Ik zag enkel nog wat geflikker in zijn ogen als ik het over onze eertijdse experimenten met seks en erotiek had, voor hem een eeuwigheid geleden, ik praktiseerde nog vrolijk, maar Roger had afgehaakt. Het was alsof hij met mij naar een vage film uit het verre verleden keek, toen de hemel van de seksualiteit voor ons beiden nog binnen bereik was, we stonden aan de grote poort, op weg naar het ware aardse nirwana. Mijn neef had echter de verkeerde ingang of afslag genomen, alles op zijn carrière en groot geldgewin gezet, maar hij kreeg niks dan miserie en een voortijdige aftakeling. De laatste keer dat ik hem zag, was hij op een half jaar van zijn pensioen, hij telde af, een dodelijk vermoeide man, nog zes maanden te gaan.

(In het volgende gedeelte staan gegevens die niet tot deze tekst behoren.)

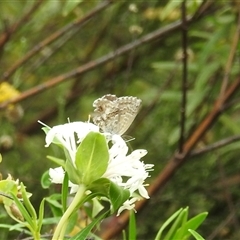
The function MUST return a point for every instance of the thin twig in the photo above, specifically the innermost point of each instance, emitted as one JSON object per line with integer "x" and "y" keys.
{"x": 54, "y": 37}
{"x": 184, "y": 78}
{"x": 226, "y": 193}
{"x": 230, "y": 60}
{"x": 95, "y": 63}
{"x": 215, "y": 145}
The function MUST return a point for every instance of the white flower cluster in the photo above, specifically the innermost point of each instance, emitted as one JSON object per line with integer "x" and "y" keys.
{"x": 124, "y": 170}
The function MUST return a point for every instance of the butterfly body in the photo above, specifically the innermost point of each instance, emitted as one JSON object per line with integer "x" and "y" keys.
{"x": 115, "y": 115}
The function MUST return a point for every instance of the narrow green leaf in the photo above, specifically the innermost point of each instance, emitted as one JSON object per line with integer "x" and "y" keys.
{"x": 30, "y": 224}
{"x": 45, "y": 180}
{"x": 58, "y": 161}
{"x": 169, "y": 220}
{"x": 27, "y": 203}
{"x": 180, "y": 233}
{"x": 85, "y": 232}
{"x": 65, "y": 192}
{"x": 132, "y": 226}
{"x": 116, "y": 194}
{"x": 195, "y": 234}
{"x": 192, "y": 223}
{"x": 92, "y": 157}
{"x": 41, "y": 214}
{"x": 177, "y": 223}
{"x": 69, "y": 6}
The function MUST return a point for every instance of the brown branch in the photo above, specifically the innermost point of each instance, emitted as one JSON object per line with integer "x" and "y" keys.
{"x": 184, "y": 78}
{"x": 175, "y": 162}
{"x": 215, "y": 145}
{"x": 96, "y": 63}
{"x": 54, "y": 37}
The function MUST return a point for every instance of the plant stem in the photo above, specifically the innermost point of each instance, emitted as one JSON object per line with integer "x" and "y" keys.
{"x": 61, "y": 227}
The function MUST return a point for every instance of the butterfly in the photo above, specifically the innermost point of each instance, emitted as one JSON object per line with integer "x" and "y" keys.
{"x": 115, "y": 114}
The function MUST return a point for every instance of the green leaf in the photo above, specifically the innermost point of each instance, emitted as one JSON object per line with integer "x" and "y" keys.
{"x": 30, "y": 224}
{"x": 41, "y": 214}
{"x": 85, "y": 232}
{"x": 193, "y": 224}
{"x": 73, "y": 174}
{"x": 65, "y": 192}
{"x": 132, "y": 226}
{"x": 92, "y": 157}
{"x": 27, "y": 203}
{"x": 176, "y": 225}
{"x": 58, "y": 161}
{"x": 196, "y": 235}
{"x": 116, "y": 194}
{"x": 45, "y": 180}
{"x": 169, "y": 220}
{"x": 69, "y": 6}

Hij wou het leven versnellen, van zijn vrouw was er geen sprake meer, hij snakte naar adem, het vat is meer dan af, dat bekende hij me met tranen in zijn ogen.

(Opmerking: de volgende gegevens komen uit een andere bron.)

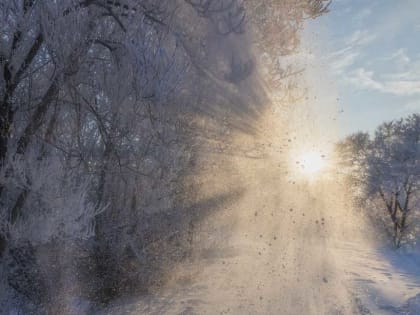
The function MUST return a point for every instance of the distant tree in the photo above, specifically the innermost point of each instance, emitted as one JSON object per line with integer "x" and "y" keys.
{"x": 386, "y": 167}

Ik was zo blij voor Roger dat hij eindelijk rust ging vinden, terug relax en privé wat bezig kon zijn met vrijblijvende experimenten, met elektroden, mecanodozen en reageerbuisjes, geen enkele werkstress meer, gewoon wat spelen in het leven, misschien de liefdesfakkel laten heropflakkeren, waar en met wie dan ook, dat waren mijn zaken niet. Ik gunde hem om het even welk geluk.

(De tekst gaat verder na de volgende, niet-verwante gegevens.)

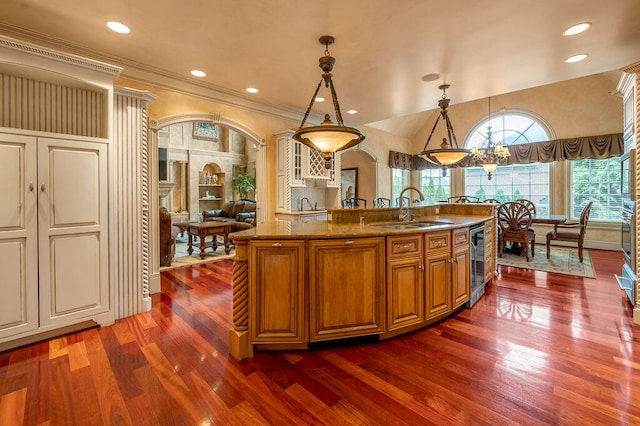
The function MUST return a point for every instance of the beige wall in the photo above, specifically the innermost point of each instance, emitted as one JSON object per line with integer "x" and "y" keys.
{"x": 579, "y": 107}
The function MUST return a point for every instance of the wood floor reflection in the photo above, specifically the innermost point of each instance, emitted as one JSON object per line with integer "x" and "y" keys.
{"x": 538, "y": 348}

Hij had me in zijn late volwassen jaren wel wat doen denken aan mijn vader toen die pas op pensioen was: overwegend triest en in niks nog goesting, zich overgevend aan donkere gedachten en zwartgalligheid, geen spontane lach meer, zelfs niet meer lonken naar wat bekoorlijk en schoon was, een libido dat als vermist was opgegeven, treuren en zeuren in plaats van hups en vrolijk door dat leven met al zijn geneugtes te blijven stappen. De rek was uit hun mechaniekje, hun elektriek vonkte niet meer, de hete vlam was opgebrand, hun gouden handen en hun vlotte verstand waren verkrampt, werden enkel tot balast, aarzelden zelfs bij de aanpak van vrouwen. 

Toch kwam het nog als een mokerslag toen de echtgenote van Roger ons sober meldde dat haar man plots overleden was. Zonder ziektebed, hij was net geen 60 geworden. Ik belde meteen wat rond in onze familie voor meer achtergrondinformatie, maar niemand kon de eerder karige uitleg van de weduwe vervolledigen. Het was alsof Roger opeens zomaar verdwenen was. Tijdens de begrafenismis hield de parochiepriester een werkelijk perfecte… cliché preek: Roger was een brave man geweest, minzaam en vriendelijk, een harde werker en steeds begaan met zijn gezin, waarlijk een voorbeeldig mens… die dan – donderslag bij heldere hemel – op een nacht uit dit fantastische leven was gestapt. De wegen van God zijn ondoorgrondelijk, besloot meneer pastoor, met deze wetenschap moesten wij dan verder leven. Zo had mijn neef dan toch zijn rust gevonden, verdoofd in de dood, de lusten ongeblust.